Much of the crucial aid distributed to fishing families in response to the COVID-19 emergency this year has been provided using the regulatory machinery from the NOAA fishery disaster program . Forty years ago, Congress included the fishery disaster program in the Magnuson-Stevens Act in order to protect fishing communities from rare and unpredictable environmental events.
Today, rare and unpredictable events are all too common and all too predictable as climate change continues to impact fisheries at a rapid clip. And disseminating disaster aid, pandemic notwithstanding, can take more than three years.
It might just be time for a fishery disaster program overhaul. It could also be time to rethink the fundamental approaches of our safety net for managing risk in fisheries.
The section of the Magnuson-Stevens Act that deals with fishery disaster assistance doesn’t contain any requirements for fishery disaster determinations to be made in a timely manner. It also requires the governor of a state or the representative of a fishing community to request a disaster determination. These omissions slow down the process and add a political element to what should be solely an economic consideration. These issues could be addressed by making disaster determinations an automatic function of NOAA Fisheries and/or by implementing a timeline for disaster determinations.

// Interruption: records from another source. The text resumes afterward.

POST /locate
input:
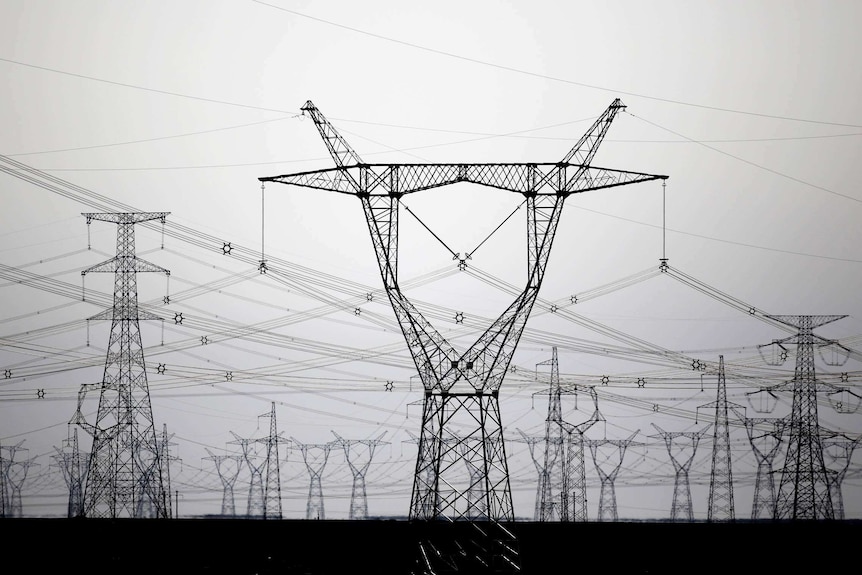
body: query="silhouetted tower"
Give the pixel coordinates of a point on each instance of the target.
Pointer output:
(608, 455)
(838, 450)
(272, 474)
(315, 457)
(12, 474)
(255, 458)
(681, 455)
(554, 477)
(358, 453)
(228, 468)
(764, 434)
(73, 466)
(125, 463)
(803, 492)
(146, 507)
(576, 474)
(720, 506)
(5, 485)
(544, 479)
(462, 389)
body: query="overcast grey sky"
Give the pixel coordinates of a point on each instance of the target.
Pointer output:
(750, 108)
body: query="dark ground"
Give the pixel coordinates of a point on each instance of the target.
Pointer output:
(384, 547)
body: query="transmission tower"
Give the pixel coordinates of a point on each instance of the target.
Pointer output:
(838, 450)
(5, 465)
(73, 466)
(720, 506)
(608, 455)
(764, 434)
(462, 389)
(272, 475)
(125, 462)
(562, 491)
(257, 466)
(681, 455)
(803, 492)
(228, 468)
(358, 453)
(315, 457)
(12, 475)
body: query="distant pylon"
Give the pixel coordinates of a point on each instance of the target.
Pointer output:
(272, 474)
(5, 486)
(720, 506)
(764, 434)
(608, 463)
(838, 450)
(359, 460)
(125, 469)
(12, 474)
(228, 468)
(561, 492)
(256, 465)
(803, 492)
(315, 457)
(73, 466)
(681, 455)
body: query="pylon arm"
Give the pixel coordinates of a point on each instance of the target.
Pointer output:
(524, 178)
(126, 218)
(116, 264)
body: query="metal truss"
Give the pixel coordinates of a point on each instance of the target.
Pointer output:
(125, 475)
(681, 454)
(603, 452)
(803, 492)
(461, 408)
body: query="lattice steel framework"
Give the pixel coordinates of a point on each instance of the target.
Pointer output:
(73, 466)
(720, 506)
(462, 389)
(11, 479)
(125, 471)
(608, 455)
(837, 451)
(251, 452)
(803, 492)
(764, 434)
(681, 455)
(315, 457)
(228, 468)
(358, 453)
(5, 465)
(272, 470)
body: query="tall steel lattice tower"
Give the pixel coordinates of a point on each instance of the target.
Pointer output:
(359, 453)
(562, 491)
(125, 471)
(228, 468)
(837, 451)
(272, 471)
(803, 492)
(315, 457)
(681, 455)
(73, 466)
(720, 505)
(764, 434)
(12, 475)
(462, 389)
(256, 462)
(608, 455)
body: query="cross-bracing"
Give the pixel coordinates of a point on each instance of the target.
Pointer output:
(461, 401)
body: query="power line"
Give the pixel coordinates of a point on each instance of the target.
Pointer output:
(547, 77)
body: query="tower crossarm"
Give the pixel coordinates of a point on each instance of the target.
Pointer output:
(125, 217)
(523, 178)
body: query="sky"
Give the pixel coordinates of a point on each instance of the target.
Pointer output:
(750, 110)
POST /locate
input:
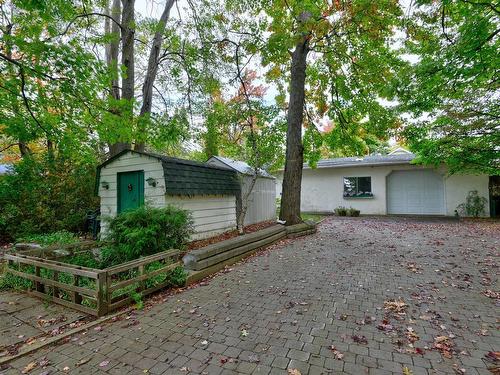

Additionally, a fishery disaster determination does not guarantee that funding will be delivered. Congress must appropriate fishery disaster funds, and as we have seen in some years in the past, this can pose a major political challenge. Appropriations problems could be addressed by creating a dedicated interest-bearing account at the Treasury to hold onto funds and distribute them as necessary. Funding for such an account could come from the same seafood, ocean products, and aquaculture tariffs that fund the Saltonstall-Kennedy research grant program . Seventy percent of these funds go to the general Treasury pool rather than to programs benefitting fisheries and economic development, so this concept in no way jeopardizes the important S-K research programs that currently exist.
But systematic fixes to the current disaster program can only go so far. 2020 has shown us just how critical quick access to capital is to fishing families during hard times. I believe that there’s a major lesson for the commercial fishing industry to learn from an existing and popular federal program: crop insurance. This might just be the ticket to find new ways to support fishing families.
Currently, the US crop insurance program operates as a subsidized public-private partnership between the federal government and insurance brokers. Unlike the federal fishery disaster program, which some (including fishing industry members themselves) criticize as operating like a handout, crop insurance policyholders pay for an actuarial floor against which they can manage their risk exposure to natural disasters and major price fluctuations. The program operates by heavily subsidizing insurance premiums (up to 80% in most cases) and covering broker fees. The program is fairly prescriptive when it comes to protecting policyholders and determining when payouts must occur. It’s possible that many of the woes betiding fishermen this year could have been addressed in serious and meaningful ways if we had a fisheries insurance program in place.
Envisioning such an insurance program for commercial fisheries is not an easy task. As we all know, the commercial fishing industry is highly specialized, complex, and highly risk-exposed business. And I can’t even begin to contemplate the complexity of the insurance business; I’ll leave that to the professionals. But I do believe that the benefits that could be realized from the development of a subsidized, yield-based insurance program for commercial fishermen make all of these challenges worth considering.
Fishermen participating in a fishery insurance program could tailor their coverage to the size of their operation and the amount of risk exposure they have.
But the benefits of such a program might also extend beyond managing risk for individual fishermen: fisheries insurance would be a conservation tool. That’s because providing an actuarial floor, a cushion to manage risk exposure for individuals, means that the collective need to overfish disappears.
We’ve long known that the incentive to overfish is driven at least in part by economic insecurity. If fishermen need to sacrifice the future of their industry or the integrity of their markets to make ends meet today, something is seriously wrong. In addition to providing financial support in response to catastrophic events like storms, the agriculture sector has used crop insurance effectively to protect from overproduction (which can damage soil integrity or harm local markets) when it’s necessary and still receive compensation. Protecting fish stocks from these same harmful, backwards economic incentives to overharvest in risky situations is clearly in the interests of fishery conservation and the protection of coastal communities’ health and long-term access to fish stocks.
Creating public-private partnerships to address this makes a whole lot of sense to me. But it would need to be tested. In the meantime, there have been many lessons learned from our experience dealing with fishery disaster declarations and appropriations in recent years. Sincere gratitude is due to fishermen, their organizations and representatives, and the Members of Congress who made these fishery disaster and pandemic emergency appropriations a reality in challenging economic and political circumstances.
Learning from other sectors and seeking to build partnerships to develop creative capital solutions could do a lot to make the fishing industry stronger and more resilient.